I suit up most days (thank you, casual Fridays) and with the stress of New York’s walking speeds and tremendous cleanliness of its streets, the closet life of suits falls somewhere between the lifespan of a monarch butterfly and a succulent fathered by a man in his twenties, another way of saying: cherish life.
So, we will call it a Tuesday of last week. I found myself either a) running from hired guns of a Memphis law firm after I had uncovered their Cayman Islands-based money laundering scheme or b) catching my pocket on the armrest of a conference room chair, when I split my dress pants down the leg. With two suits at the dry cleaners, two incapacitated due to similarly harrowing incidents in the halls of big law, and one too small due to my recent adoption of the Chris Hemsworth diet (Thor of second act Avengers: Endgame), I was in a tremendous bind if I were to maintain appearances amongst fellow student debtors at work.
And I did what any good millennial would do. I pulled up Amazon Prime (sorry brick and mortar), I ordered the cheapest pair of ‘dress pants navy’ I could find and Jeff Bezos brought it to me. Truly a saving grace.
This is why the news last week was so troubling.
During the distraction that is the impeachment pageantry, the Guardian broke the story that the crown prince of Saudi Arabia, Mohammed bin Salman, supposedly hacked Amazon CEO Jeff Bezos’s phone in May 2018.
NBC News calls for panic — and they are right to do so — but perhaps not in the way they suggest. They contend that if Lord Bezos can be hacked, then we are all at risk of similar cyberattack. This is undoubtedly overblown as I doubt the Saudis will dedicate any bandwidth to discovering the ridiculous amount of photos and texts I store on my phone. Crippling cyber-packratism aside, the stakes are much higher with the phone of the single most powerful man on the planet (much to the chagrin of Elon Musk).
Therefore it’s both vital and necessary to our national security to consider any attack to undermine the functions and operations of Amazon Prime an act of war on the United States, for which the president should have wide latitude under the War Powers Act.
Under the Constitution, Congress can declare war under Article I and the president serves as Commander in Chief under Article II. The War Powers Resolution of 1973 requires the president to notify Congress within 48 hours of military action and provides that the president may not commit troops for more than 60 days. The National Defense Authorization Act for Fiscal Year 2012 incorporates by reference the War Powers Act leaving legal scholars to acknowledge that the provisions apply even if US military assets are deployed in cyber-military entanglements or operations.

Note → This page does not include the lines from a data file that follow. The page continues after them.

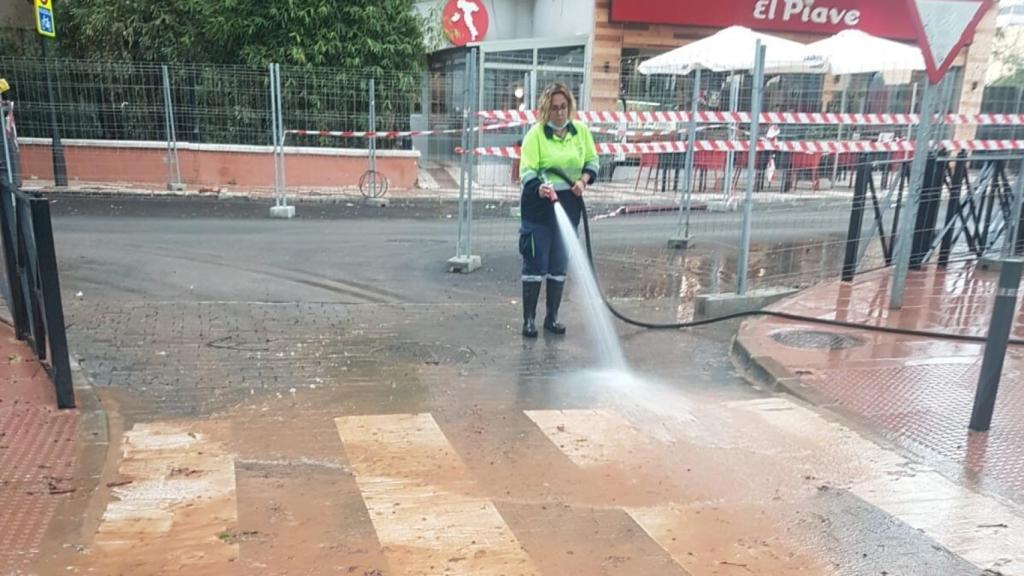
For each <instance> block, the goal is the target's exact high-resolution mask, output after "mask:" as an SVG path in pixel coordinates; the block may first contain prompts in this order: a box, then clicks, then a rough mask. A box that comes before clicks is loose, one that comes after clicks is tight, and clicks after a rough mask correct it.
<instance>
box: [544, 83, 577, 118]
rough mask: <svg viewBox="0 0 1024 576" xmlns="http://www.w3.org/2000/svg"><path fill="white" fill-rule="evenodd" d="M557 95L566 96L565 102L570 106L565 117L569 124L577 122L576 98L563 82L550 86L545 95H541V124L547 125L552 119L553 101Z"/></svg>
mask: <svg viewBox="0 0 1024 576" xmlns="http://www.w3.org/2000/svg"><path fill="white" fill-rule="evenodd" d="M555 94H561V95H563V96H565V100H566V101H567V102H568V105H569V110H568V114H566V116H565V117H566V118H567V119H568V121H569V122H572V121H573V120H575V113H577V109H575V96H573V95H572V90H569V87H568V86H566V85H565V84H562V83H561V82H555V83H554V84H549V85H548V87H547V88H545V89H544V94H543V95H541V123H543V124H547V123H548V121H549V120H550V119H551V100H552V98H554V97H555Z"/></svg>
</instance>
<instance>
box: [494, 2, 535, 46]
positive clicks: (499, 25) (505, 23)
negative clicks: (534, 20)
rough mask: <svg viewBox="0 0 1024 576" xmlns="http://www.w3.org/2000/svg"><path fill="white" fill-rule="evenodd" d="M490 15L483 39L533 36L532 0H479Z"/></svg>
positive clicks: (511, 39) (519, 38) (533, 18)
mask: <svg viewBox="0 0 1024 576" xmlns="http://www.w3.org/2000/svg"><path fill="white" fill-rule="evenodd" d="M481 1H482V2H483V5H484V6H486V8H487V14H489V15H490V30H489V31H488V32H487V36H486V37H485V38H484V40H490V41H493V40H520V39H523V38H531V37H534V35H535V34H534V0H481Z"/></svg>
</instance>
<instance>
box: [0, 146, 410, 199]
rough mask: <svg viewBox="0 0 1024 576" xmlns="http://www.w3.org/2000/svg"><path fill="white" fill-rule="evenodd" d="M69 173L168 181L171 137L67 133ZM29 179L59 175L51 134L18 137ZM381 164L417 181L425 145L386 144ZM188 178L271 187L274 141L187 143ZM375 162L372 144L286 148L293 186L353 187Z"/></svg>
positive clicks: (185, 181) (86, 175)
mask: <svg viewBox="0 0 1024 576" xmlns="http://www.w3.org/2000/svg"><path fill="white" fill-rule="evenodd" d="M63 143H65V156H66V159H67V162H68V176H69V178H70V179H71V180H72V181H79V182H118V183H129V184H138V186H155V187H161V188H162V187H164V186H165V184H166V183H167V182H168V167H167V161H166V158H167V145H166V143H165V142H136V141H131V142H128V141H106V140H65V142H63ZM18 146H19V150H20V160H22V175H23V177H24V178H25V179H27V180H28V179H32V178H38V179H43V180H51V179H53V164H52V161H51V157H50V142H49V139H48V138H18ZM377 154H378V156H377V170H378V171H380V172H381V173H383V174H384V175H385V177H387V179H388V181H389V183H390V186H391V190H395V191H397V190H408V189H413V188H415V187H416V180H417V177H418V172H419V167H418V164H419V157H420V155H419V153H417V152H410V151H378V153H377ZM178 163H179V167H180V171H181V179H182V181H183V182H184V183H185V184H187V186H189V187H202V188H221V187H242V188H248V189H267V188H270V187H271V186H272V183H273V161H272V157H271V150H270V148H269V147H242V146H212V145H182V146H181V147H179V149H178ZM367 169H368V157H367V151H366V150H350V149H299V148H286V156H285V174H286V176H287V181H288V186H289V187H302V188H312V189H317V188H325V189H326V188H351V187H355V186H357V184H358V181H359V176H361V175H362V173H364V172H366V171H367Z"/></svg>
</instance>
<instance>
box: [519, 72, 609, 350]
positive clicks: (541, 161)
mask: <svg viewBox="0 0 1024 576" xmlns="http://www.w3.org/2000/svg"><path fill="white" fill-rule="evenodd" d="M575 115H577V108H575V98H574V97H573V96H572V91H571V90H569V89H568V87H566V86H565V85H564V84H552V85H550V86H548V88H547V89H545V90H544V95H543V96H542V98H541V111H540V116H541V117H540V119H539V122H538V123H537V124H535V125H534V126H532V127H531V128H530V129H529V131H528V132H526V136H525V137H524V138H523V141H522V152H521V153H520V161H519V180H520V181H521V182H522V198H521V202H520V213H521V221H520V225H519V254H521V255H522V335H523V336H525V337H527V338H536V337H537V324H536V321H535V319H536V317H537V302H538V300H539V299H540V297H541V283H542V282H544V281H545V280H547V282H548V293H547V300H546V303H547V316H546V317H545V319H544V329H545V330H546V331H547V332H550V333H553V334H564V333H565V326H563V325H562V324H561V323H559V322H558V306H559V304H561V301H562V290H563V288H564V287H565V272H566V266H567V265H568V253H567V252H566V250H565V246H564V245H563V244H562V240H561V236H560V235H559V232H558V222H557V220H556V219H555V210H554V203H555V202H559V203H560V204H561V205H562V208H564V209H565V212H566V214H567V215H568V217H569V220H570V221H571V222H572V228H573V230H575V228H577V227H579V225H580V214H581V211H582V205H581V204H582V197H583V193H584V191H586V190H587V187H588V186H590V184H592V183H594V181H595V180H597V170H598V160H597V150H596V148H595V147H594V137H593V136H592V135H591V133H590V129H589V128H587V125H586V124H584V123H583V122H579V121H577V120H574V118H575Z"/></svg>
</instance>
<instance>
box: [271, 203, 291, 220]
mask: <svg viewBox="0 0 1024 576" xmlns="http://www.w3.org/2000/svg"><path fill="white" fill-rule="evenodd" d="M270 217H271V218H285V219H289V220H290V219H292V218H294V217H295V206H271V207H270Z"/></svg>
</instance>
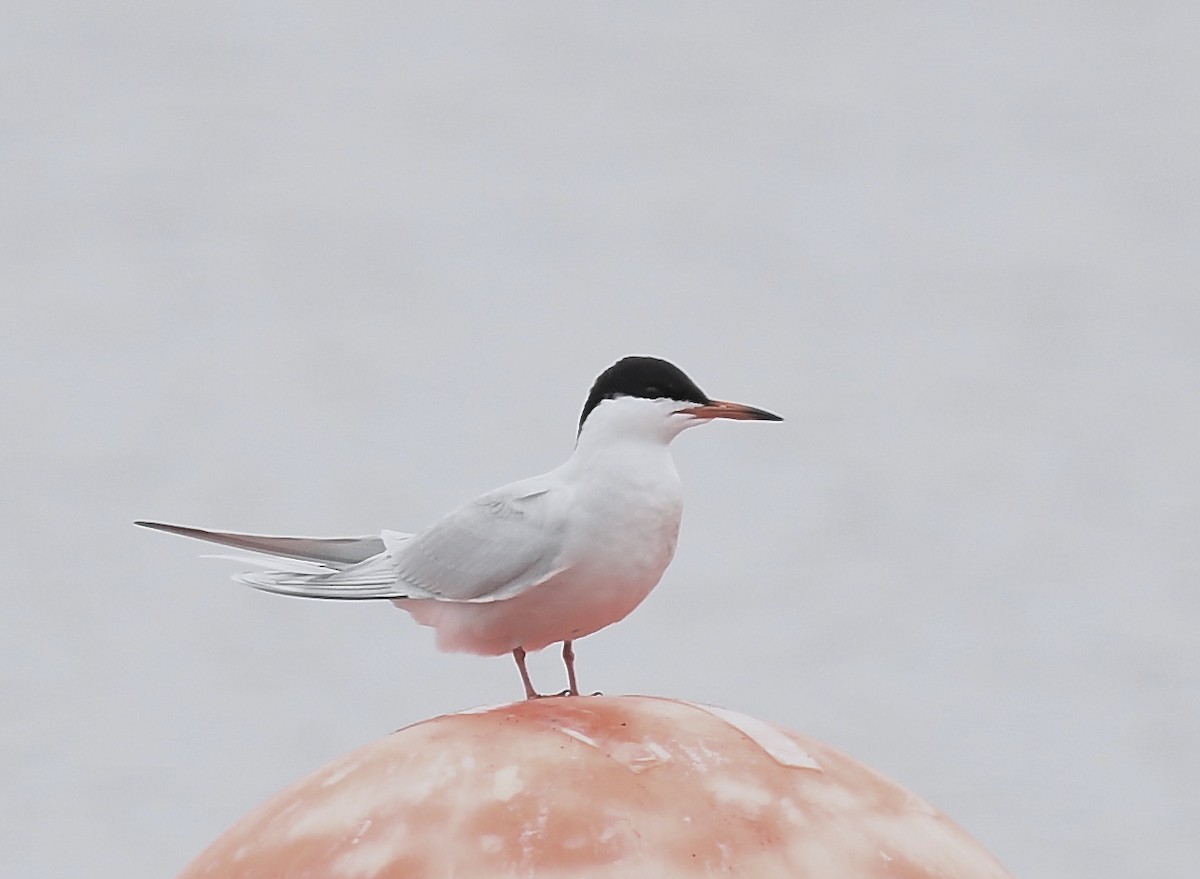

In such a sensitive situation as Amazon Prime, the president should be able to retaliate and similarly protect American cyber-assets without notifying individuals who possess equally susceptible devices. As we know, Congress isn’t known as a particularly secretive body, nor for their ability to refrain from cellphone use. With an amendment to either the defense authorization bill or the War Powers Act, Congress protects the American people, our streams of commerce and two-day free shipping. They can name it the Amazon Defense of Delivery and Tools Of Cyber American Retaliation Transparency Act (the ‘ADD TO CART’ Act for short).
If you think this is a wild overreaction, consider the alternative. Imagine a brutal hacking where Jeff Bezos’s phone sends a kill signal to Prime (think The Dark Knight Rises) at the direction of a foreign government right before Christmas, your anniversary, or two days before you’re about to run out of toilet paper. It really puts it in perspective. A simple update to an existing statute and commerce can be protected in the short term.
Now that I’m thinking about it — has anyone checked on the cellphones of the Netflix and Disney CEOs?
Adding ‘Tums’, ‘bath bomb’, and ‘Tylenol’ to my shopping cart.